Don't Use Screenshots of PDFs
Some people screenshot PDF pages and reassemble them. This:
- Destroys text searchability
- Often increases file size
- Looks terrible when zoomed
Don't Ignore the Preview
Always open the compressed file before sending. Check:
- Text is still readable
- Images are acceptable quality
- All pages are present
- Links still work
Troubleshooting Large File Issues
"File Still Too Large After Compression"
- Try high compression setting
- Split the document
- Remove unnecessary pages
- Use cloud storage and share a link instead
"Quality Dropped Too Much"
- Use lower compression setting
- Compress only specific pages with heavy images
- Consider if the original images can be smaller
"Compression Made File Larger"
Rare but possible with already-optimized PDFs. The file was already compressed, and the tool added processing overhead.

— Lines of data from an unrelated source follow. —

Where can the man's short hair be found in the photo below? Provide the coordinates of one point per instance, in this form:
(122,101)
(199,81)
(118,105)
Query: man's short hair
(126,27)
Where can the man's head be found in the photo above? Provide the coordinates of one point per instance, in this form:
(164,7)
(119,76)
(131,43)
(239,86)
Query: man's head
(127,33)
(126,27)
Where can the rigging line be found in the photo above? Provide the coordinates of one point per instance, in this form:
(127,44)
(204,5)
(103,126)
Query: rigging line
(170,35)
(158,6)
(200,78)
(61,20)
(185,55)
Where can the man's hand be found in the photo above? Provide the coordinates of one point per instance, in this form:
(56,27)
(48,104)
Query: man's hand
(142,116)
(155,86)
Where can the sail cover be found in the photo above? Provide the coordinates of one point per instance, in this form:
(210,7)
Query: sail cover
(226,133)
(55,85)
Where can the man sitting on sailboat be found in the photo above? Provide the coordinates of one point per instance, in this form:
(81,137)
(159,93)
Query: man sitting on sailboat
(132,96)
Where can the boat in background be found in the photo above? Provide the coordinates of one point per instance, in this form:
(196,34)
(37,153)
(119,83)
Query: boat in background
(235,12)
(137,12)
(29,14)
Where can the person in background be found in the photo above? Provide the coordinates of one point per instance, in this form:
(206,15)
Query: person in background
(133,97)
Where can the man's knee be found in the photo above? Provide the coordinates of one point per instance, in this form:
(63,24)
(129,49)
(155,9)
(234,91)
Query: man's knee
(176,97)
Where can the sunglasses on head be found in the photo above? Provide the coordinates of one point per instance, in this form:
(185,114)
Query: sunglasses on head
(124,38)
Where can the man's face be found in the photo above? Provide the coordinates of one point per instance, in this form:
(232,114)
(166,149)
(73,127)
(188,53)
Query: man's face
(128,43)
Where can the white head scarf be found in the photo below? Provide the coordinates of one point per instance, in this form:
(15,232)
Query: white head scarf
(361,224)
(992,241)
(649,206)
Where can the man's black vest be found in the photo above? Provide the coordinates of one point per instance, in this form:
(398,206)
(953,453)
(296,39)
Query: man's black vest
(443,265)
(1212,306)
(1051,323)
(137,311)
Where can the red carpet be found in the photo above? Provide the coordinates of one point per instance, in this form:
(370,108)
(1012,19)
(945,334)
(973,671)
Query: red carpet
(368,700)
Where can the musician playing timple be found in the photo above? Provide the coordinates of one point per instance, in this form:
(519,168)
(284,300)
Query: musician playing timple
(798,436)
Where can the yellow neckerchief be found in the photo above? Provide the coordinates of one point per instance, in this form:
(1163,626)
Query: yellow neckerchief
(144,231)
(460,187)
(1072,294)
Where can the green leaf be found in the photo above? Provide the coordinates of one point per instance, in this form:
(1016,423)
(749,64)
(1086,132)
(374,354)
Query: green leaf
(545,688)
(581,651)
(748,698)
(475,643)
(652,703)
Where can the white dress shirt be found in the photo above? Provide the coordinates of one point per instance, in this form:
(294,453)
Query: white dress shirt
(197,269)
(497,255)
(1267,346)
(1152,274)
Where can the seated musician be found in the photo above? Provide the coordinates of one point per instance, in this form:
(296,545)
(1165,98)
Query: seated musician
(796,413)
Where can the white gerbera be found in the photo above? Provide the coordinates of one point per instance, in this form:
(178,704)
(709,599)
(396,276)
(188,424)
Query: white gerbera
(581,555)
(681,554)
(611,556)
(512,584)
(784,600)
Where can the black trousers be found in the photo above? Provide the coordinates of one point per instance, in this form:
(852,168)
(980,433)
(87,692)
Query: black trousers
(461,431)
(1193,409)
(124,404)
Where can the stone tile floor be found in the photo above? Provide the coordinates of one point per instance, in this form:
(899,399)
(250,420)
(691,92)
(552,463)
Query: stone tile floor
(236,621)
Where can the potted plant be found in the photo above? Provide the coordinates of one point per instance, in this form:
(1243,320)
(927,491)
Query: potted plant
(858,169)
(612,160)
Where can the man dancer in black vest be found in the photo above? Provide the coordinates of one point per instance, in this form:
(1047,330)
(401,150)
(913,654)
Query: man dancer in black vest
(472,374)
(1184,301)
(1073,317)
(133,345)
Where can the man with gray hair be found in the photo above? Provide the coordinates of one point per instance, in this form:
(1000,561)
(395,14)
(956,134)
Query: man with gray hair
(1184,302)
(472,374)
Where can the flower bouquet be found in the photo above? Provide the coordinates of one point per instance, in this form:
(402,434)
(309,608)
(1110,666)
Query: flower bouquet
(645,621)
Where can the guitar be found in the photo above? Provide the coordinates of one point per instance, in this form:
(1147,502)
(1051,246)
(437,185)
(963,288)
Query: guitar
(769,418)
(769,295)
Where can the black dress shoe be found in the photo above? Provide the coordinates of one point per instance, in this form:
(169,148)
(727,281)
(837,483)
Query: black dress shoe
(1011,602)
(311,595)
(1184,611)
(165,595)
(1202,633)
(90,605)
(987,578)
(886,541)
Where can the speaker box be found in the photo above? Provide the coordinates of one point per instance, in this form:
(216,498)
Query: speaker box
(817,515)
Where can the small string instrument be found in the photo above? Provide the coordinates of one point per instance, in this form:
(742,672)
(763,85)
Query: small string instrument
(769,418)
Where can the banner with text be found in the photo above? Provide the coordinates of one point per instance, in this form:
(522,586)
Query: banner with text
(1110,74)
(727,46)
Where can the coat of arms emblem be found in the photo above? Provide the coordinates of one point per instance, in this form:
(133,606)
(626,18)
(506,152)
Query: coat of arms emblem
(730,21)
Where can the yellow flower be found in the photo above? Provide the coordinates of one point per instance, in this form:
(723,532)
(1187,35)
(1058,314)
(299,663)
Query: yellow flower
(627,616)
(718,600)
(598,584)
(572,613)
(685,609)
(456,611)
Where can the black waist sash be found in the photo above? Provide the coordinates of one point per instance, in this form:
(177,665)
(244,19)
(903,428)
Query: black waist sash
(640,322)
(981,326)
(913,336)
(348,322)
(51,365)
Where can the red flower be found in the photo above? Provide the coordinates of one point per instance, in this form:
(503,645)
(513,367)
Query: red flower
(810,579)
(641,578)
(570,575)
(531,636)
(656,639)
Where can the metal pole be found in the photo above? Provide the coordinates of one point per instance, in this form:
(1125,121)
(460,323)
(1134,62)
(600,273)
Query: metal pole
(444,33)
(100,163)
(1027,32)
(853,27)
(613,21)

Keep the original.
Security Considerations
When compressing sensitive documents:
- Use reputable services - LexoSign deletes files after 30 minutes
- Check for HTTPS - Look for the padlock icon
- Consider offline tools for highly confidential content
- Verify the output - Make sure content wasn't corrupted
Quick Reference: Target Sizes
| Use Case | Target Size | Method |
|---|---|---|
| Gmail attachment | Under 25MB | Low-Medium compression |
| Outlook | Under 10MB | Medium compression |
| Web upload | Under 5MB | Medium-High compression |
| Mobile viewing | Under 2MB | High compression |
Conclusion
Most large PDFs can be reduced by 50-90% with online compression. The key is choosing the right compression level for your needs.
Compress your PDF free at LexoSign - instant results, no watermarks, no signup required.
For consistently smaller PDFs, focus on the source: resize images before inserting, scan at appropriate resolutions, and remove unnecessary content before exporting.